We let people engage in all sorts of risky behaviour, even behaviour that can harm others. For example, we don’t enforce mask-wearing for those who have a cold or other sicknesses, nor in my opinion should we.
But okay, let’s say for argument’s sake that this virus is sufficiently lethal that we needed to be told to mask up at threat of criminal sanction, the question remains: for how long, and at what cost?
My daughter is three. She has never known a normal world. We used to laugh at the East Asian fetish for the mask. Let’s get sick, let’s build our immune system! That’s what we used to say. But yes, let’s look after our vulnerable so they are not at undue risk (by keeping them at home, for example). This is the way it always was: humane, free, but responsible.
We also used to scorn the niqab and other garments which veil a person’s face and take away their humanity. Yet now those who don’t mask up are seen as scum. Worse, they will be fined or arrested.

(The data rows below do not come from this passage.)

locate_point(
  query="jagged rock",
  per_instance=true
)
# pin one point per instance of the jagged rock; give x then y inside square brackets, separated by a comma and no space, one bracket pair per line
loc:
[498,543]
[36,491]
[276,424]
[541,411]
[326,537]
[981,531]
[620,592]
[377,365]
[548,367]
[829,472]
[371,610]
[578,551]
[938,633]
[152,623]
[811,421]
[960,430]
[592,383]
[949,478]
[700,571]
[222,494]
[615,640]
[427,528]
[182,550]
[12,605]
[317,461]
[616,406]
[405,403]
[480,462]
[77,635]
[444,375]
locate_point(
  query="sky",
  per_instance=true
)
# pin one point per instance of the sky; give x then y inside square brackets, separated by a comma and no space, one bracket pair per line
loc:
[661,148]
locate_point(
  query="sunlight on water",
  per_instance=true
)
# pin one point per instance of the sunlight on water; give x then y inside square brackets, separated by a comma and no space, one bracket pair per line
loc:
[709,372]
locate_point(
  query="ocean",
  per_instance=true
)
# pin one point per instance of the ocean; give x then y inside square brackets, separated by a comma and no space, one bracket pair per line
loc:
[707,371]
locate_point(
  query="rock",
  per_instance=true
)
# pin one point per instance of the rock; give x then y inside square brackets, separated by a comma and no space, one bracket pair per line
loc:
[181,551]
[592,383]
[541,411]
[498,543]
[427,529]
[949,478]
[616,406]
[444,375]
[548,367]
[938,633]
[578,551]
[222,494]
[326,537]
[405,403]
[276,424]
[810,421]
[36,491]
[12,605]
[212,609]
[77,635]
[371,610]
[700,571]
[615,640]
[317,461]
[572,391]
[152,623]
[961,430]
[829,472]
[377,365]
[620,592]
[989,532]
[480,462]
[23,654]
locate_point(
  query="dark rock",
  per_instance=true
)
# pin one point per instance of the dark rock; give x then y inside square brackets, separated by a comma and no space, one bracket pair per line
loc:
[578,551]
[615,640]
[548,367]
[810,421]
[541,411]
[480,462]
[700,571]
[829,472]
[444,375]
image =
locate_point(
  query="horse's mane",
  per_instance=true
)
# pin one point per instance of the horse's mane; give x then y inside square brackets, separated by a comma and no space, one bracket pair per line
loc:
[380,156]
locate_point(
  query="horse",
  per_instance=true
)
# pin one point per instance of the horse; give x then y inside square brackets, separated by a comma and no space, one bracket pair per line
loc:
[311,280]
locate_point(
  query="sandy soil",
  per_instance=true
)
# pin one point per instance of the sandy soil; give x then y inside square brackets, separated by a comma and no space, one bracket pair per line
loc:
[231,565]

What effect will it have on my daughter not growing up seeing people’s faces? This thing has gone on for two years. Two years is nothing. But for my daughter, two years is her whole world. I’m thirty-seven. It’s no exaggeration to say that her last two years are equal to my last thirty-six; it’s all she’s ever known. I fear for my beautiful girl and what this normalising of not seeing people’s faces, what this fetishisation for a lack of germs, is doing to her.
*My personal definition of “short” is less than 300 words, maximum; more than that, and a blog posts starts to feel like an essay.
**The Wikipedia page on Libertarianism which I linked you to says this: Libertarianism is a political philosophy that upholds liberty as a core principle. Libertarians seek to maximize autonomy and political freedom, emphasizing free association, freedom of choice, individualism and voluntary association.